That, of course, is how I experience it, not an absolute observation. Nonetheless, though the Willamette Valley winter rots my soul from the inside out, I think that I could probably endure a winter on the Oregon Coast. The ocean, the storm wind, these events alleviate the grey tension of the winter day for me. Clear and cold is my favorite winter recipe; the interplay of sunshine and stinging air is completely invigorating. I love mushrooms and fungi, but I am not myself suited to winter where they thrive.
In any event, the creek is rushing along and a big windy storm is on the way. After breakfast I could not take it any longer and decided I had to finally go for a run up in the "closed" national forest.
By the time I was a mile or two in, the rain picked up and the dozer-loosened soil was soft under my feet. I came around a bend where the true forest trailheads begin and saw in the distance a vehicle parked at the end of the access road around the dam. I turned around.
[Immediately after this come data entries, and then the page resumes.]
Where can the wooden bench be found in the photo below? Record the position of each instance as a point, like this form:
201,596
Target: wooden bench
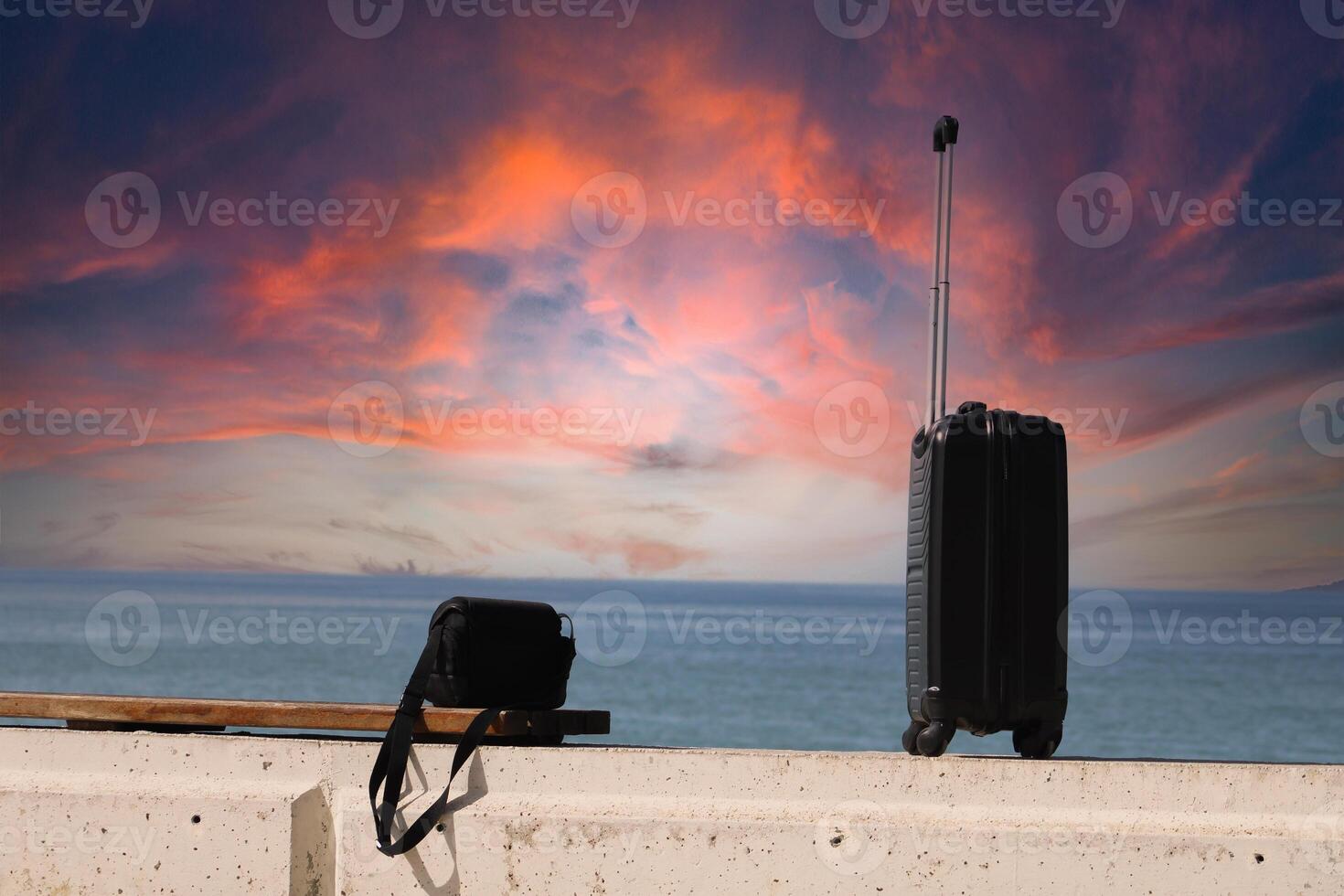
102,712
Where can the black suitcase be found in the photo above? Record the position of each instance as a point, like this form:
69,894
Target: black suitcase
987,563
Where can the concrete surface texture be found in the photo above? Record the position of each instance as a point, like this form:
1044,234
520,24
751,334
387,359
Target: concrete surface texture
136,813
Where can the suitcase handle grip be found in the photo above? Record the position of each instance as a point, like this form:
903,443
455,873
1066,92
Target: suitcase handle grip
945,133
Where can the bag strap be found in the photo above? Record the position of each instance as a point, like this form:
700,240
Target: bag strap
390,764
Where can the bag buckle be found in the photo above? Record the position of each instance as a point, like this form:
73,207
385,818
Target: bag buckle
411,704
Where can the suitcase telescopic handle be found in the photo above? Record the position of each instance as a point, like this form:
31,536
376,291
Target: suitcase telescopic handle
944,140
945,133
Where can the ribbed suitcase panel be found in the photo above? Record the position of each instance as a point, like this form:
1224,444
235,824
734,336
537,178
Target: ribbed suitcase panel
917,571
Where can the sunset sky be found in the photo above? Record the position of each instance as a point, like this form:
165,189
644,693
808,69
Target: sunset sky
538,395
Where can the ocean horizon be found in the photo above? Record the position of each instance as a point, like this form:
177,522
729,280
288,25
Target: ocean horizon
1152,673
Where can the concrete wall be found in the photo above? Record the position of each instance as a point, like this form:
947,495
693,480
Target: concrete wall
122,813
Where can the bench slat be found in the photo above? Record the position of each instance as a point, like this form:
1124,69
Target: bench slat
280,713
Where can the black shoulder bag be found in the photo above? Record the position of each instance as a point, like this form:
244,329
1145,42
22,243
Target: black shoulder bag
502,655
Further up the Carmel River I could see the blackened hillsides, though the water spilling over the dam did not look muddy or really even very brown at all. I could not help but notice though, that it seems to take very little rainfall anymore to fill the silted-up dam and get the spillway flowing.
Back toward the parking lot, a Forest Service truck was heading out into the rain. I slowed down, ready to take whatever warning the driver might wish to saddle on me for jumping the Cal-Am fence. But he rolled down his window and just asked how far in I had been, whether I had seen anyone else. I mentioned the rig at the trail up toward Blue Rock and we waved each other on. Sometimes people are just plain reasonable.